In yesterday’s MIT Technology Review article Computers Can’t Answer Everything Damon Horowitz, CTO of Aardvark states, “the real power of natural language processing can only be unlocked by acknowledging its limitations and filling in the gaps with human intelligence”. Would you agree or disagree?
Aardvark is a startup that provides a service that connects users to people in your social network that you might deem authoritative and able to provide answers to your question. Aardvark is an interesting service which, assuming significant richness in your profile and the profiles of users in your network, may work well in getting your questions answered. It’s the assuming significant richness piece which is the caveat. If you and your friends have shared enough information (Aardvark can leverage your Facebook profile via Facebook Connect) then Aardvark is likely to be able to help you.

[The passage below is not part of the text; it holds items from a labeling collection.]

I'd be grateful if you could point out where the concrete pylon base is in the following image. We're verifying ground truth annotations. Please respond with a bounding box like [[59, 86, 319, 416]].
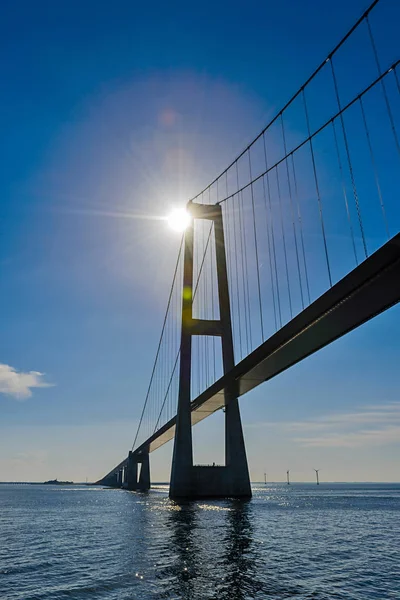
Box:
[[169, 465, 252, 500]]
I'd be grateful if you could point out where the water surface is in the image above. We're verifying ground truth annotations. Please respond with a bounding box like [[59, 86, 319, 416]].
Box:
[[0, 484, 400, 600]]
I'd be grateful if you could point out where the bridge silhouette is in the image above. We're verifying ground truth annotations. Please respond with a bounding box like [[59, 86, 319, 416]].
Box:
[[98, 0, 400, 498]]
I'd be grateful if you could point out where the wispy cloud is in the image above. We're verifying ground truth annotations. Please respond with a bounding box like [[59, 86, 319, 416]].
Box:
[[0, 363, 53, 400], [245, 402, 400, 447]]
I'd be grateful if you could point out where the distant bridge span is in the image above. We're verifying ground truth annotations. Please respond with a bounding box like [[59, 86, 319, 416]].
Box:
[[99, 234, 400, 480]]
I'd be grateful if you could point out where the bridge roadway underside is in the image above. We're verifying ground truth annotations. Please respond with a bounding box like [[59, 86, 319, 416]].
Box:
[[103, 233, 400, 481]]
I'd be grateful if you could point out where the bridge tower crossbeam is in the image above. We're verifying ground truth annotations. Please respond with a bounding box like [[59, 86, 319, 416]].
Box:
[[170, 202, 251, 499]]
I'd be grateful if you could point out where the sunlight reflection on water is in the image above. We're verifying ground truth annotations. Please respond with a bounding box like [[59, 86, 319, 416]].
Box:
[[0, 484, 400, 600]]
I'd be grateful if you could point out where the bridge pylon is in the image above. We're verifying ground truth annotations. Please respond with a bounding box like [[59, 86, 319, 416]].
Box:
[[169, 202, 251, 499]]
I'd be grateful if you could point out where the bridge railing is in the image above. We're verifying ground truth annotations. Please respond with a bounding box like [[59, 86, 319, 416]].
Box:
[[134, 0, 400, 447]]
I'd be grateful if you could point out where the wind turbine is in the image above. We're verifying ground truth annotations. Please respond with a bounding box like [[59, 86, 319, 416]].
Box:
[[314, 469, 320, 485]]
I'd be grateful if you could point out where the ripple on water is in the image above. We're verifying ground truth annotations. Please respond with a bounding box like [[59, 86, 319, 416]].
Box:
[[0, 484, 400, 600]]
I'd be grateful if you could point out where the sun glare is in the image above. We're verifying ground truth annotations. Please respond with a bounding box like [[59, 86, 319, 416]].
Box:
[[167, 208, 191, 231]]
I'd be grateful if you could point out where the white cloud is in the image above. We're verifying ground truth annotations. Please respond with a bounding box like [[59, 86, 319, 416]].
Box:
[[0, 363, 52, 400], [245, 402, 400, 448]]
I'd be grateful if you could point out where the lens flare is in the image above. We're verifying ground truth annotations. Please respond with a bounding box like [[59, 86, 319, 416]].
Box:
[[167, 208, 191, 231]]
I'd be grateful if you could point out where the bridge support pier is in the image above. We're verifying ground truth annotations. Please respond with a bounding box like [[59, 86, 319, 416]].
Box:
[[169, 202, 251, 499]]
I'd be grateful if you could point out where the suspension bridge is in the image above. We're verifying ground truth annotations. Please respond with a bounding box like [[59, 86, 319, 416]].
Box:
[[99, 0, 400, 498]]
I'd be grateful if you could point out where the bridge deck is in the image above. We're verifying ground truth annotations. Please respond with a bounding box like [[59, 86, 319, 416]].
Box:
[[101, 233, 400, 475]]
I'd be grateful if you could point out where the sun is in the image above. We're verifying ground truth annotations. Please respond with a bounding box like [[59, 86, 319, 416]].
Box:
[[167, 208, 191, 231]]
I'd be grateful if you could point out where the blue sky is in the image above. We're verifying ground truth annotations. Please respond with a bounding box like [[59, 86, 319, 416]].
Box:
[[0, 0, 400, 481]]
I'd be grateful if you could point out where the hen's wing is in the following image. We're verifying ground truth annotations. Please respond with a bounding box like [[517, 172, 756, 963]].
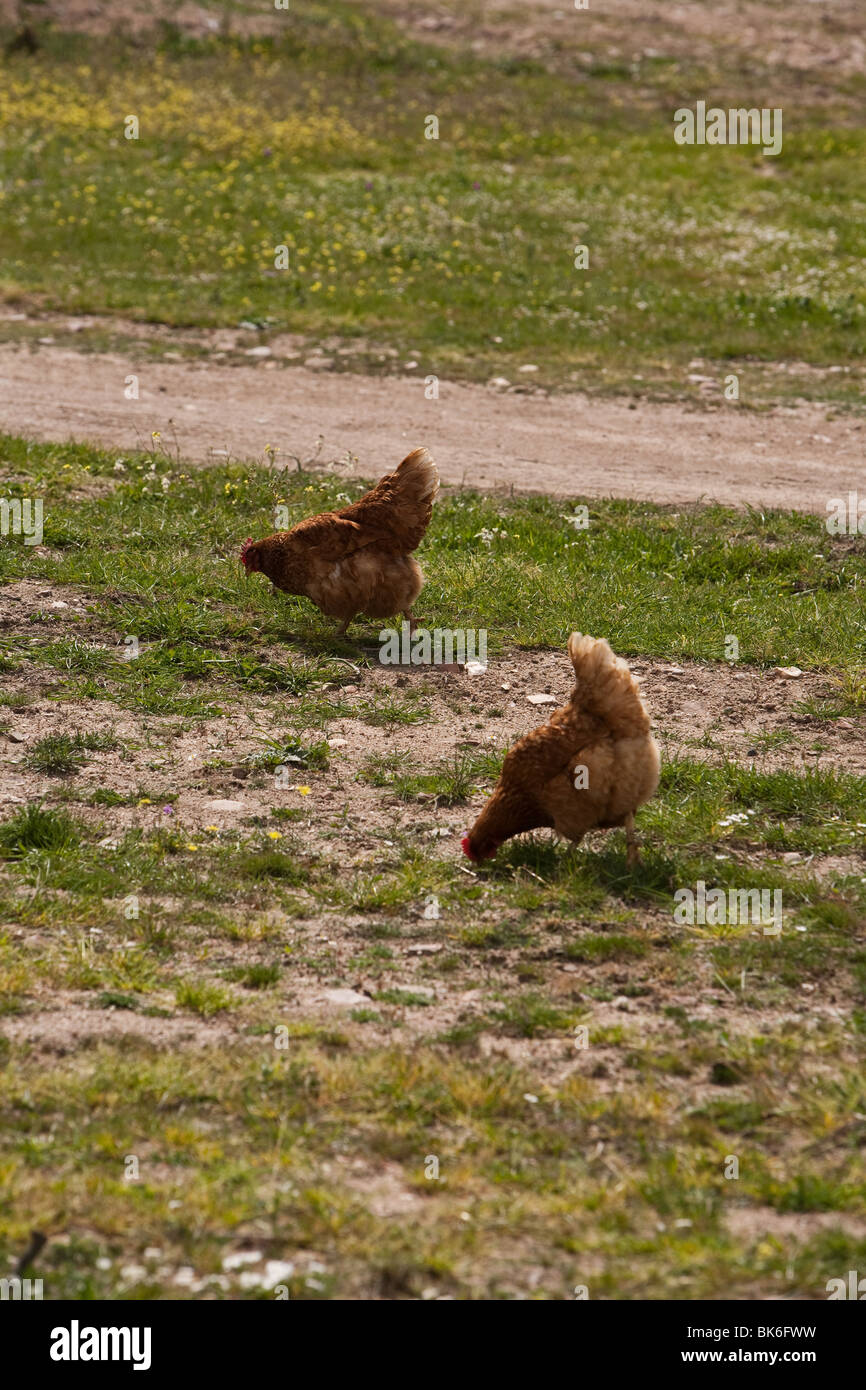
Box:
[[336, 449, 439, 555]]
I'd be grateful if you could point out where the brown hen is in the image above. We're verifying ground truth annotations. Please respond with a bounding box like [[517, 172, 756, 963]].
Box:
[[463, 632, 659, 865], [240, 449, 439, 635]]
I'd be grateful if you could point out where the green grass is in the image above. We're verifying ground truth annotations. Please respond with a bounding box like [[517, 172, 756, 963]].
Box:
[[0, 0, 866, 403], [25, 734, 120, 777], [0, 436, 866, 672]]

I am in the camp that strongly agrees with this position, and in reality it’s the situation that persists in the industry as a whole, although few people will describe it as such. The reason “Semantic Web” companies have focused on niche areas as implied in the article is that typical Semantic Web approaches require the creation of a rich ontology which encodes the understanding of that domain, and that understanding needs to be painstakingly created by hand – the application of the “human intelligence” the article refers to. This can make multi-vertical or general-purpose deployment of these technologies inefficient because of the need to apply human domain expertise to encode good understanding of each domain – sports, health, medicine, movies, etc. Companies like Hunch are very explicitly employing “human intelligence” by learning from user’s specific answers to questions, learning both about users as individuals and about the crowd as a whole – supervised learning.
At Atigeo we’ve taken an approach to developing and evolving understanding in a domain that requires no supervised learning, discovers hierarchy-free semantic ontologies for a domain, by reading unstructured content related to that domain and continually updates the understanding as published information about that domain evolves. While being completely automated, the technology learns implicitly in real-time as users interact with it, again benefitting from human intelligence.
I guess my point is that creating genuine artificial intelligence is always going to need human intelligence — and that there need be no difference between how we as humans learn and the mechanisms through which we enable artificial intelligences to learn; reading and learning from unstructured information, adapting to new information as it is seen and learning through interaction and feedback – Aardvark is a very human form of this.